BSHS Alumni Profile: Katie Nelson

Authored By: wells438 12/16/2022

Katie Nelson '15 didn't plan to attend The University of MinnesotaPortrait of Katie Nelson Rochester, 

but after a bumpy freshman year at a different university, she returned home to Rochester to be closer to her support system. She knew she wanted to work in health care, so attending UMR was not only convenient, but because of the courses offered at UMR, it also made sense.

She kept her career options open; however, the decision became clear when, in her junior year, she became the primary caregiver for her grandmother and grandfather. Katie spent a lot of time by her grandma’s bedside in the intensive care unit, and witnessing the nurses care so skillfully for her favorite person reinforced that nursing was the right route to take.

“My grandmother was a nurse,” Katie says, “but she never pressured me into following in her footsteps. When I saw her nurses taking such good care of her, I knew it was the right path for me.”

In one of the last conversations Katie had with her grandmother, Katie shared that she had decided to pursue a career in nursing. Her grandmother told her that she’d always known Katie would end up becoming a nurse, but that she’d wanted Katie to figure things out for herself.

Coming into UMR as a transfer student, Katie didn’t know what to expect, but, unfortunately, the transfer didn’t go smoothly. Katie credits former Student Success Coach Perry Telander, MS as the pivotal person championing her towards graduation.

“When things started falling apart, when my grandparents got sick, I wasn’t sure if I would be able to stay on track and graduate,” Katie says. “Perry helped me figure out a plan, and he saw me through to the finish line.”

Not surprisingly, Katie now encourages transfer students to seek out the mentorship of a trusted UMR faculty or staff member – early and often.

“Find your support person, whether they are faculty or staff, as you’re trying to get your feet under you and navigate a new school,” Katie says.

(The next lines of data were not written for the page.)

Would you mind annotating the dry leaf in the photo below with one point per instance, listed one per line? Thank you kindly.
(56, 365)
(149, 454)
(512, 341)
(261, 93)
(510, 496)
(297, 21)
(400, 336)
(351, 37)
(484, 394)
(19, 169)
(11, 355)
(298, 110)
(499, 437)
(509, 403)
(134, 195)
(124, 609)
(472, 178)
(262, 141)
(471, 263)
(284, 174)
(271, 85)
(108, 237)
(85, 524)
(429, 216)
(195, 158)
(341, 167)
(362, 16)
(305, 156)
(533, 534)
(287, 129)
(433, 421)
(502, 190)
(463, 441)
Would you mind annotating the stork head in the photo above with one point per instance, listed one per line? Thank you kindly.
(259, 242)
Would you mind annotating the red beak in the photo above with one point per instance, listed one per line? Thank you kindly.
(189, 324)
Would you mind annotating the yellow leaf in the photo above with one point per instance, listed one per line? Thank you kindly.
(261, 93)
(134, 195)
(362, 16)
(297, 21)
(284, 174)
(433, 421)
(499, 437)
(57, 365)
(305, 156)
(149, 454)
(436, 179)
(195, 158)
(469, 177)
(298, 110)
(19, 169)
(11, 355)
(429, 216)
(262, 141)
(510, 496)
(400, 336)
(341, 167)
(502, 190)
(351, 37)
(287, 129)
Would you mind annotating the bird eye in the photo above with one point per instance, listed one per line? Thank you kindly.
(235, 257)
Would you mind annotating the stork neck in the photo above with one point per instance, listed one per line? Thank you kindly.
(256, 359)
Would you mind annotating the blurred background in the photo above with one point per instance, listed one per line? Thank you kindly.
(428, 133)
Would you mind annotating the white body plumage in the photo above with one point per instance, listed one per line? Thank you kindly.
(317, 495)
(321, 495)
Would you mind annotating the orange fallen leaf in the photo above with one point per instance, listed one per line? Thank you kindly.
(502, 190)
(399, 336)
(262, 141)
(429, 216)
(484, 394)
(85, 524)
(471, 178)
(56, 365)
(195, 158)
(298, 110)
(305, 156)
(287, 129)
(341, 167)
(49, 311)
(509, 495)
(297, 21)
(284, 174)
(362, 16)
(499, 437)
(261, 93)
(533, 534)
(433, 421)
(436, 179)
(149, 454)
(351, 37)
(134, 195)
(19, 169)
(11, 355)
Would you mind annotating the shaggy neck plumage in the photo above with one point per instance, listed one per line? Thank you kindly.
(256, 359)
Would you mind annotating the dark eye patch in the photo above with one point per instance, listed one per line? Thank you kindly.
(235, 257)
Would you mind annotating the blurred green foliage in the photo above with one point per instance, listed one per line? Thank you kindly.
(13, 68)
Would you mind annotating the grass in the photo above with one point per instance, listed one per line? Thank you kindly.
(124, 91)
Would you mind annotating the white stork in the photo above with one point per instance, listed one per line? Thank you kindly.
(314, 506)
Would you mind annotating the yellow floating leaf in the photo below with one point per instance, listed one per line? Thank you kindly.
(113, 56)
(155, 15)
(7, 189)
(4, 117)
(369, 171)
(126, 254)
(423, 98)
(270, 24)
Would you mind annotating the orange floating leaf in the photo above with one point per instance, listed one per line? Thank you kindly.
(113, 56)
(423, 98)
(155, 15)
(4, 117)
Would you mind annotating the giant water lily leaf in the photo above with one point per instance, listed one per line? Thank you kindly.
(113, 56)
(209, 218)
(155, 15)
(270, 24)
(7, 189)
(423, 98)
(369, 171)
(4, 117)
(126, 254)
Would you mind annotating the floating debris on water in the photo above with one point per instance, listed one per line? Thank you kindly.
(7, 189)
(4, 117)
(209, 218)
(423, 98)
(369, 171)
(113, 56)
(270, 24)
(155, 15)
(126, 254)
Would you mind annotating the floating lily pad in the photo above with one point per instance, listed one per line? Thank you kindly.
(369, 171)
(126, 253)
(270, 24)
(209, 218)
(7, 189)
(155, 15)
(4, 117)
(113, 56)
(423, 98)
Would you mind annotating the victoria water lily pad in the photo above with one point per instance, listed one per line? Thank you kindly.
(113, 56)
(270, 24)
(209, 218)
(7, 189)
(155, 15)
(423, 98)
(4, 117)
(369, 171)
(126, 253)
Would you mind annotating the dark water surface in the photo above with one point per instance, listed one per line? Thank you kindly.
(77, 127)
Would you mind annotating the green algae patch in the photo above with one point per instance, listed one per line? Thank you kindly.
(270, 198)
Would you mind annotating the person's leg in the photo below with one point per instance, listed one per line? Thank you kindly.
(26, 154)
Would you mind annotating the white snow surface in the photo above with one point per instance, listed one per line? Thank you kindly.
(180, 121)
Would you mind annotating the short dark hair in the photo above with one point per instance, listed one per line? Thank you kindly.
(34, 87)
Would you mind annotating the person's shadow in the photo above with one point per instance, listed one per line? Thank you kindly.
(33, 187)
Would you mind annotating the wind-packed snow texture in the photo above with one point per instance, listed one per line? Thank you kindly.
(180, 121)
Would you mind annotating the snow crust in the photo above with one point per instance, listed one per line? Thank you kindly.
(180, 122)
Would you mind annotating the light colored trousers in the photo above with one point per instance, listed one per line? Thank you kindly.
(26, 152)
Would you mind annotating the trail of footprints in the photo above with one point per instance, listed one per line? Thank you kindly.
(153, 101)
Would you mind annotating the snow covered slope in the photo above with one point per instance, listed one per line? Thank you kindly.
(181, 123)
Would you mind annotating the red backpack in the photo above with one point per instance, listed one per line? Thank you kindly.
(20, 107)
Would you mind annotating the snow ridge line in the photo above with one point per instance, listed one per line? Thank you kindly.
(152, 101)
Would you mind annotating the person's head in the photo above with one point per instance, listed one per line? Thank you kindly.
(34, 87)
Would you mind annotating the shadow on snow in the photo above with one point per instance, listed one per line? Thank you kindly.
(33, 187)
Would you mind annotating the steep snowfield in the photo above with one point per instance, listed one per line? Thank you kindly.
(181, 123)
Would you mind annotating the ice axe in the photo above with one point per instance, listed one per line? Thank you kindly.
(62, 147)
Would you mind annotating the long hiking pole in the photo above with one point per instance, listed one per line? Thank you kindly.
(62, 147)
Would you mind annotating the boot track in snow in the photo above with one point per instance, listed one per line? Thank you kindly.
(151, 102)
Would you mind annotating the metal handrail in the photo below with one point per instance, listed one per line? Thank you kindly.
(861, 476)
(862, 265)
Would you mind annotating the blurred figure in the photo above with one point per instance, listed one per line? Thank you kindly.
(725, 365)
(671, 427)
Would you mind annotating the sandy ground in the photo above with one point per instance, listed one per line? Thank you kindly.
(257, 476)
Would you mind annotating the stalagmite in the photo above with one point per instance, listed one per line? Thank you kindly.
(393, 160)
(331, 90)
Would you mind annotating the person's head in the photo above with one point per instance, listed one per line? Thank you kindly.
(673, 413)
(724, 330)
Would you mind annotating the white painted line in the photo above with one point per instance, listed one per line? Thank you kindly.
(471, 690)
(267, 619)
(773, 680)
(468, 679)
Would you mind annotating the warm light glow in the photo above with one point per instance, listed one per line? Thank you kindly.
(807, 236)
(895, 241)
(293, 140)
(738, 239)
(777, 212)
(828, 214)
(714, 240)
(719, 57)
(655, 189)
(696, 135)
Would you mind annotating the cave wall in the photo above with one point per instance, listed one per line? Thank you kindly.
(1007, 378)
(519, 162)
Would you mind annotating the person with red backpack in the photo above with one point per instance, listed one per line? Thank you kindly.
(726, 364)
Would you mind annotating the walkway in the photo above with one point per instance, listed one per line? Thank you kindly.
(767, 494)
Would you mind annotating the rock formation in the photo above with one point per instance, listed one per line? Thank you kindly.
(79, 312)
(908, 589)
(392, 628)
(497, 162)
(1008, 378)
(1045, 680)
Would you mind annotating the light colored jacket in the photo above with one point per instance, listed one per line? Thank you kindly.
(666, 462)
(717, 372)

Katie is now a nurse at Johns Hopkins Health System and a PhD Candidate at the Johns Hopkins School of Nursing in Baltimore, Maryland. While she had stepped away from the bedside for a bit to focus on her studies, Katie returned to work when the COVID-19 pandemic hit; she understood there was a great need for experienced nurses, so she stepped up to help. In order to keep somewhat of a work-life balance, Katie works in the float pool, picking up shifts in various areas as her schedule allows.

Katie’s dissertation research is based in Fort Belknap, Montana, where she works collaboratively with the A’aniiih (Gros Ventre) and Nakoda (Assiniboine) Peoples. Located approximately 40 miles south of the Canadian border, the Fort Belknap Indian Community relies heavily on their one Indian Health Service unit and tribal public health nurses to provide comprehensive health care to a population of over 8,000 people.

“We are conducting a community-wide needs assessment to determine what types of barriers family caregivers face in Fort Belknap when caring for a loved one with a serious, life-limiting illness,” says Katie. “We’re also asking them what additional types of support they could benefit from, so that the public health nurses can tailor the services and education they provide to ideally help keep people at home on the reservation at the end of life.”

In the course of developing her relationships with the public health nurses, Katie learned how distressed they feel when doing home visits for people with serious illnesses.

“I saw the same thing mirrored during my time working as a nurse at Mayo Clinic in Rochester,” Katie says. “We had Native Americans come from tribes all over the Midwest region. They had poor pain management, and often, [even while] imminently dying, they would travel off their land for help at Mayo Clinic. However, working in a Western-oriented setting, our protocols and procedures clashed with what they needed to support their traditional, Indigenous ways of life.”

Practices like smudging – the sacred smoke created from burning medicinal or sacred plants and washing it over bodies – was not allowed (at the time) because of building codes or a lack of ventilation in buildings.

“These were some of the most distressing experiences of their lives,” says Katie, “and not being able to participate in their traditional, cultural rituals perpetuated this complicated grief and trauma that is so prevalent among many Native American communities.”

Katie hopes her dissertation work will help develop infrastructure across Indian Country so that people can be on their land, surrounded by loved ones, when their time comes to cross over. “We know that most people want to die at home, and that is no different in Indian Country. They should not have to travel hundreds of miles for care, which is often stressful, traumatic and generally chaotic for family and loved ones.”

She plans to complete her final dissertation defense in March 2023.

Katie didn’t always want to work in the health care field. In fact, she wanted to be a mail carrier when she was growing up. However, she is glad that UMR was part of the journey that has led to her current work.

“Being a nurse is absolutely bonkers – no one day is ever the same, which I love. It’s been hard as the field has become more political in recent years due to the COVID-19 pandemic. However, working in this field, and with folks experiencing serious illness, has opened my eyes to many things, one of them being how finite our time on earth is,” says Katie, “and I try to live each day with that mentality in mind.”